Analysis of the RNA-Seq data for CYP716A16-OE and WT plants. a The number of differentially expressed genes (DEGs) in WT plants at 12 hpi; b The number of DEGs in CYP716A16-OE plants at 12 hpi; c Venn diagrams showing the overlap of DEGs in CYP716A16-OE and WT plants at 12 hpi; d The KEGG enrichment analysis of the DEGs in WT plants. The sizes and the colours of the dots represent the numbers of DEGs and the p- value, respectively; e The KEGG enrichment analysis of the DEGs in CYP716A16-OE plants. The sizes and the colours of the bars represent the numbers of DEGs and the q- value, respectively; f The expression of 15 DEGs related to the biosynthesis of flavonoids in CYP716A16-OE plants. Three of them are involved in the phytoalexin biosynthesis; g Expression analysis of three phytoalexin biosynthesis-related genes in CYP716A16-OE plants at 12 hpi by qRT–PCR

Furthermore, we determined the different of metabolites in the WT and CYP716A16-OE lines at 12 hpi. In total, 1218 metabolites were detected in rice by liquid chromatography mass spectrometery (LC-MS), including many primary and secondary metabolites, such as amino acids, fatty acyls, phytohormones, sugar alcohols, flavonoids, quinones, and terpenoids (Supplementary Table 3). Compared with the control (0 h), 214 measured metabolites were identified as significantly increased (fold change≥2) in WT plants at 12 h after R. solani AG1-IA inoculation. However, only 51 significantly increased metabolites were observed in CYP716A16-OE plants (Supplementary Table 3). Interestingly, some measured metabolites showed exclusively significant increases in CYP716A16-OE plants that underwent R. solani AG1-IA inoculation, including four flavonoids (narcissoside, methylophiopogonanone A, oroxin A, and amentoflavone) and trans-zeatin (Supplementary Table 3). From these results, we concluded that these metabolites may play important roles in disease resistance mediated by CYP716A16.

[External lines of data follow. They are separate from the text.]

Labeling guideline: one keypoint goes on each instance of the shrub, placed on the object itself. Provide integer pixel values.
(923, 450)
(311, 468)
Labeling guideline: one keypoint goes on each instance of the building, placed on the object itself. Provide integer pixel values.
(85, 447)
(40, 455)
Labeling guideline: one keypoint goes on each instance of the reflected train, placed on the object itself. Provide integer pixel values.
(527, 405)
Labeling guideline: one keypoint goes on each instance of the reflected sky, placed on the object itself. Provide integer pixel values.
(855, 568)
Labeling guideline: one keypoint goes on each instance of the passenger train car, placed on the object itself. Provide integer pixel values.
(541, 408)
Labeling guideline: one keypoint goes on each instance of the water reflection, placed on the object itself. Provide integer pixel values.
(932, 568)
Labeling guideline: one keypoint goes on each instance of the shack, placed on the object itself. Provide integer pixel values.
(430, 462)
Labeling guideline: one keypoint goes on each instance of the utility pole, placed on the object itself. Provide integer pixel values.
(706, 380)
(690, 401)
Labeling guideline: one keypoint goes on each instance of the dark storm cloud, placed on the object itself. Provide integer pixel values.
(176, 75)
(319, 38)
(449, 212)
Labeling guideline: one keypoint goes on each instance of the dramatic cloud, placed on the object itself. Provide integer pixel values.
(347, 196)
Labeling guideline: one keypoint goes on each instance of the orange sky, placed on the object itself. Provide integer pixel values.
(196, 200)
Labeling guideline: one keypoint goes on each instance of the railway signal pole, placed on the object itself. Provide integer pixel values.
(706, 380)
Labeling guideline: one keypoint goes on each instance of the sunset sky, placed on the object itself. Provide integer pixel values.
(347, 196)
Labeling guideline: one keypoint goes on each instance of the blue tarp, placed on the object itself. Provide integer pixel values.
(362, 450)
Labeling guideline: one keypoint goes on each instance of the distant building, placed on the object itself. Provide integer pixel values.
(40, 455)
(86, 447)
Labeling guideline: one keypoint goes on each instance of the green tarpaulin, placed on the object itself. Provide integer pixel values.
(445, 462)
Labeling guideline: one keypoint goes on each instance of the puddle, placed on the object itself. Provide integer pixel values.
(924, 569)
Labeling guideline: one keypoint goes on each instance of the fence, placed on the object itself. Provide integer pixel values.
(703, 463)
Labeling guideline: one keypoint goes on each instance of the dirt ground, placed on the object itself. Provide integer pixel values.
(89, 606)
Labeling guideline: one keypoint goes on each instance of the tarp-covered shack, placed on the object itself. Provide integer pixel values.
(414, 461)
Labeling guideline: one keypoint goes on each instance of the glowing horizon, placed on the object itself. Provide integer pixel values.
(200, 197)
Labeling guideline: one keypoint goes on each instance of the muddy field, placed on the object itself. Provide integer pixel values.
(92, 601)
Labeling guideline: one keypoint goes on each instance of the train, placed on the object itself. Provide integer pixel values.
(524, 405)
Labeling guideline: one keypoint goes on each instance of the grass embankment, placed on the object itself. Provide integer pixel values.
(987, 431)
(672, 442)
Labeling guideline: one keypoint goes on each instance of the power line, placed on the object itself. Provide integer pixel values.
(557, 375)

Overexpression of CYP716A16 promoted accumulation of phytoalexin

From the transcriptome data, we found several key genes, which involved in phytoalexin biosynthesis that were up-regulated in CYP716A16-OE plants at 24 h after R. solani AG1-IA inoculation, although with no significantly different expression in the WT. This indicated that phytoalexin was involved in the process of disease resistance regulated by CYP716A16. To further confirm this result, we measured the amounts of momilactone A and B, which are important phytoalexins involved in rice defense, in WT and CYP716A16-OE plants. There was a significant increase in the amounts of momilactone B in CYP716A16-OE plants as compared with the WT at 24 hpi (Supplementary Fig. S4).

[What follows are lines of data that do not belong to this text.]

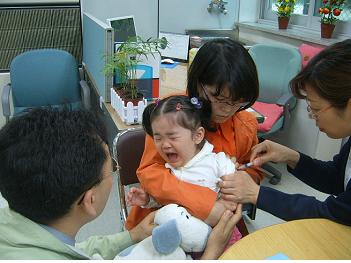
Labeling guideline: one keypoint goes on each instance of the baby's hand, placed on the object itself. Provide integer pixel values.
(137, 197)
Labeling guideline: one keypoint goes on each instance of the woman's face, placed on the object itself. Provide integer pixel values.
(222, 106)
(334, 122)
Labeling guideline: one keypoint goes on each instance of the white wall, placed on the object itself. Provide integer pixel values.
(249, 10)
(177, 16)
(301, 133)
(4, 79)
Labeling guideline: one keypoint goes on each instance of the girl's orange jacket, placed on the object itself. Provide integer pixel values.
(235, 137)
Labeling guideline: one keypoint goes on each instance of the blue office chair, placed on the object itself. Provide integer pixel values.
(276, 65)
(44, 77)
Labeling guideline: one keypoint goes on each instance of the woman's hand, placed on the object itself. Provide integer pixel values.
(137, 197)
(239, 188)
(218, 209)
(274, 152)
(143, 229)
(221, 234)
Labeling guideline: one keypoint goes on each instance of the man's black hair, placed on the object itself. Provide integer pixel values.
(48, 159)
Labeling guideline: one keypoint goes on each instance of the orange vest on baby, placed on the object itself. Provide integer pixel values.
(235, 137)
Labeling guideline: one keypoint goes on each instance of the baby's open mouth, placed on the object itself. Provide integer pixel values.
(172, 157)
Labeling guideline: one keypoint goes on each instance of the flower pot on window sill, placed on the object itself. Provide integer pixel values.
(327, 30)
(283, 22)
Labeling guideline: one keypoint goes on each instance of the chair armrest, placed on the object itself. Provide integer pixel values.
(85, 91)
(5, 101)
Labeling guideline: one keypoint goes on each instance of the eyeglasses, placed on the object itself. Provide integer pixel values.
(314, 115)
(97, 181)
(226, 103)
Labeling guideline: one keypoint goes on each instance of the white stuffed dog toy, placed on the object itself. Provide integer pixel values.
(177, 234)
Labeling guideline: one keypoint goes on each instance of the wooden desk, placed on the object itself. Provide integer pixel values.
(299, 239)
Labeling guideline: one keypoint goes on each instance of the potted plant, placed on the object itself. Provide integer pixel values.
(123, 64)
(284, 10)
(330, 11)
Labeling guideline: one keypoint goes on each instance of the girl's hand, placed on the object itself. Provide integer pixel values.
(269, 151)
(143, 229)
(137, 197)
(239, 187)
(221, 234)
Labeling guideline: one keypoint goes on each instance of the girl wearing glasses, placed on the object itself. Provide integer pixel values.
(174, 123)
(223, 75)
(326, 85)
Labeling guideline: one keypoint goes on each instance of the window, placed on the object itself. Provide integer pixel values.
(306, 14)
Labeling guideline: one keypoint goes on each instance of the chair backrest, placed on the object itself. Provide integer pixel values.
(44, 77)
(276, 65)
(128, 148)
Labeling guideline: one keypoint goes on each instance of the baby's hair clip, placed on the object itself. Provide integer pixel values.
(179, 106)
(157, 101)
(196, 102)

The characterization of resistance genes in rice is basic to the development of rice varieties with disease resistance. Bioinformatics methods, such as GWAS, bulk segregant analysis (BSA), and transcriptomic analyses, have been used to detect the genes that control crop resistance to pathogen infection [1, 39,40,41]. In our previous study, a GWAS was performed using 259 diverse rice germplasm with genotypes based on SNPs and haplotypes with their RSB reactions at three developmental stages, seedlings, tillering, and booting was performed. Furthermore, we performed a combined comparative transcriptomic analysis between Teqing (a line that is resistant line to R. solani AG1-IA) and Lemont (a line that is susceptible to R. solani AG1-IA) after R. solani AG1-IA infection, and we obtained 653 core candidate genes that might regulate rice resistance to RSB [9]. In this study, we selected the CYP450 protein encoding gene CYP716A16 to verify its resistance function, and this further refined our results.

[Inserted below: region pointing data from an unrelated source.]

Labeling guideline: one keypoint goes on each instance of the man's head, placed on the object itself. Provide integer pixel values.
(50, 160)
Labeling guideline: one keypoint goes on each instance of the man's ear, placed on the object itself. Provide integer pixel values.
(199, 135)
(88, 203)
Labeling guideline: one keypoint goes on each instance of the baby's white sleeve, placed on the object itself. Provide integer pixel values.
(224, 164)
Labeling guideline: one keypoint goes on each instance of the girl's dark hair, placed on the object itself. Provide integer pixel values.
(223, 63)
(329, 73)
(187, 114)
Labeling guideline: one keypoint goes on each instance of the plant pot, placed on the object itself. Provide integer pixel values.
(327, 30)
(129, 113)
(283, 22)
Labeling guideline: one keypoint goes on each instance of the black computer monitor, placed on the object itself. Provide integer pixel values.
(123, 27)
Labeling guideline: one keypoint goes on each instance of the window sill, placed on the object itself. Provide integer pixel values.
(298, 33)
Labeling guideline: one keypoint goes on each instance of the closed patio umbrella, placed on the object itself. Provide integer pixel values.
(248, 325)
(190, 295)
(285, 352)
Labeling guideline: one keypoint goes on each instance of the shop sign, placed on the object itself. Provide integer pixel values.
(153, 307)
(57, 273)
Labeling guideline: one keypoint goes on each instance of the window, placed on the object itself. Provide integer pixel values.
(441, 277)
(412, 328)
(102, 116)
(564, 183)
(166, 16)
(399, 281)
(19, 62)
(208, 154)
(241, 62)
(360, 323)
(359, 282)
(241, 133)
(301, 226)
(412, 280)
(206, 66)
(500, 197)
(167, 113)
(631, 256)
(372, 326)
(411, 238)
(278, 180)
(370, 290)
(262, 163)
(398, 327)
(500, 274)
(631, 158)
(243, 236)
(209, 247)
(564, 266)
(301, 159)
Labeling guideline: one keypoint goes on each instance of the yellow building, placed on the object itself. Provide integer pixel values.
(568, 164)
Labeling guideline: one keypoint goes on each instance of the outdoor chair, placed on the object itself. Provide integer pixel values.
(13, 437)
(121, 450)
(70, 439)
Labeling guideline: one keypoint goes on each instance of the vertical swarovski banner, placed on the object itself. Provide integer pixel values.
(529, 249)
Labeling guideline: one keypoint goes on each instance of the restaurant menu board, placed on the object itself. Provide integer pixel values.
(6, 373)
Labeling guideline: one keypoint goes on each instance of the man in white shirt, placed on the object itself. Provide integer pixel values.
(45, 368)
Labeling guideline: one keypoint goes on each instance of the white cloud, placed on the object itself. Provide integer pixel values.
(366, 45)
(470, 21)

In plants, the CYP450 proteins are divided into 10 separate clans in 61 families [42]. In this study, we isolated and characterized a novel CYP450 gene, CYP716A16, which belongs to the CYP716A subfamily, in rice. CYP716A16 is a widespread family with diversity in structure and function in plants, and members of the CYP716A family are involved in triterpene biosynthesis [43, 44]. For example, licorice CYP450 monooxygenase CYP716A179 plays a key role in the biosynthesis of oleanolic acid and betulinic acid [43]. Although the role of more than a dozen CYP716As in triterpene biosynthesis has been identified, little information is available on the disease resistance functions of the CYP716A subfamily in plants [43]. Here, we show that OE of the CYP716A16 enhanced the resistance of rice to necrotrophic R. solani AG1-IA and hemibiotrophic Xoo. Conversely, the resistance level in CYP716A16-RNAi rice plants was significantly reduced. These results provide new insight into the function of the P450 716A subfamily.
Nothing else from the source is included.